Marathon in Bonn. 42 Kilometer auf Asphalt, jeder Schritt könnte am Ende zur Qual werden. Als die Läufer die Startlinie überqueren, haben 60 Prozent von ihnen bereits ein Schmerzmittel intus. Und das nicht etwa, weil sie akute Beschwerden haben, sondern aus Angst davor, Schmerzen zu bekommen.

Und Schmerzen stören auch, wenn es auf geistige Leistung ankommt. Vor drei Jahren trat deshalb eine Initiative an die Öffentlichkeit, die zum „richtigen Umgang mit Schmerzen bei Jugendlichen“ aufklären will. Auf der Website der Initiative schmerzlos steht: „Viele Eltern warten zu lange ab, bis sie ihren jugendlichen Kindern ein Medikament gegen ihre Schmerzen geben.“ Daneben sind Bilder von Teenagern zu sehen, die sich mit schmerzverzerrtem Gesicht die Schläfen massieren. Hinter der Kampagne steht das britische Unternehmen Reckitt Benckiser, das mit der Marke Nurofen Schmerzmittel speziell für Kinder anbietet. Der Wirkstoff in den Tabletten ist niedriger dosiert, sie sind leicht schluckbar und schmecken süß und nach Zitrone. Für Kinder ab sechs Monaten gibt es Nurofen als Saft in den Geschmacksrichtungen Erdbeere und Orange. Zudem führte das Unternehmen eine eigene Schmerztablette des Stoffs für Jugendliche ein.

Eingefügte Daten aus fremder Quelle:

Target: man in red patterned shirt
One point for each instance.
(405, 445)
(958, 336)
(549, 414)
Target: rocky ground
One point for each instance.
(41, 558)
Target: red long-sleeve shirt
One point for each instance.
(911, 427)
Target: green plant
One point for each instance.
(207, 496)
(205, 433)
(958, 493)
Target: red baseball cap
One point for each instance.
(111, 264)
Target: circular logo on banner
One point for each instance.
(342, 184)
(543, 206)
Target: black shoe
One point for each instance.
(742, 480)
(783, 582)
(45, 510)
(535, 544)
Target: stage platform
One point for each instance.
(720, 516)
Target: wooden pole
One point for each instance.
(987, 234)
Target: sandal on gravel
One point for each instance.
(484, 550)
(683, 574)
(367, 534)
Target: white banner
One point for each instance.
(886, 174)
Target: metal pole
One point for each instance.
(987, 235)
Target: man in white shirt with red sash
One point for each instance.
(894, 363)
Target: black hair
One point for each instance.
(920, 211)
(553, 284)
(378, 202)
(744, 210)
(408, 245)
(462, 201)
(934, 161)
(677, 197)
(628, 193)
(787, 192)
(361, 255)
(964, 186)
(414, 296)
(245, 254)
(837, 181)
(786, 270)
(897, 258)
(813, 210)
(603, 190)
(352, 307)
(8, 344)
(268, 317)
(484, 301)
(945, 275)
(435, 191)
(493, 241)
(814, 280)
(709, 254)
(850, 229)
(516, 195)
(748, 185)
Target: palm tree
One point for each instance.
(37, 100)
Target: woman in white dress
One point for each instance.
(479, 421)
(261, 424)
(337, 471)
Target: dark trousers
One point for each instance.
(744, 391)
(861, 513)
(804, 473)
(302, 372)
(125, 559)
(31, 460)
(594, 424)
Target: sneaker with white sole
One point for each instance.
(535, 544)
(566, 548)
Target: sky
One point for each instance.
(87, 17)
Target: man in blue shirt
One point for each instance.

Schulen können bei der Initiative schmerzlos Experten für Vorträge anfordern, die dann kostenlos über das Thema Schmerzen bei Kindern informieren. Raymund Pothmann, einer der drei Experten und Leiter des Zentrums für Integrative Kinderschmerztherapie und Palliativmedizin in Hamburg, findet, dass es sich keinesfalls um eine Werbeveranstaltung für das Pharmaunternehmen handle: „Wir sind völlig frei, worüber wir sprechen.“

Tatsächlich sind Pothmanns Vortragsfolien frei von direkten Produkthinweisen. Das Ziel des Unternehmens ist es allerdings, seine frei verkäuflichen Produkte „optimal zu positionieren“, wie die Agentur Fleishman Hillard auf ihrer Homepage schreibt. Die PR-Profis sind seit 2015 mit der Betreuung der Initiative schmerzlos beauftragt. Fleishman Hillard formulierte es gegenüber dem ARD-Magazin „Fakt“ so: „Experten sagen, das epidemiologische Maximum ist erreicht; unser Kunde möchte hier Awareness für das Thema schaffen.“

Die Qual der Wahl

Elmar Kroth leitet den Bereich Wissenschaft im größten deutschen Lobbyverband der Branche. Im Bundesverband der Arzneimittel-Hersteller haben sich über 450 Firmen zusammengeschlossen. „Wenn jemand ein Schmerzproblem hat, sei es durch Leistungsdruck oder andere Auslöser, stellt sich doch immer die Frage: Ignoriere ich das Problem, oder bekämpfe ich es. Wir finden es wichtig, die Wahl zu haben“, sagt er. Er ist überzeugt: Nie zuvor seien die Menschen so informiert über Medikamente gewesen und gleichzeitig so vorsichtig, was ihren Gebrauch angeht. Die Botschaft der Pharmabranche, die zur besten TV-Sendezeit oft 90 Prozent der Werbespots ausmacht, kommt an: Warum schwer, wenn es auch einfach und beschwerdefrei geht?

Und das gilt nicht nur für die „Patienten“, sondern auch für die meisten Anbieter. Warum schwer, wenn es auch einfach geht?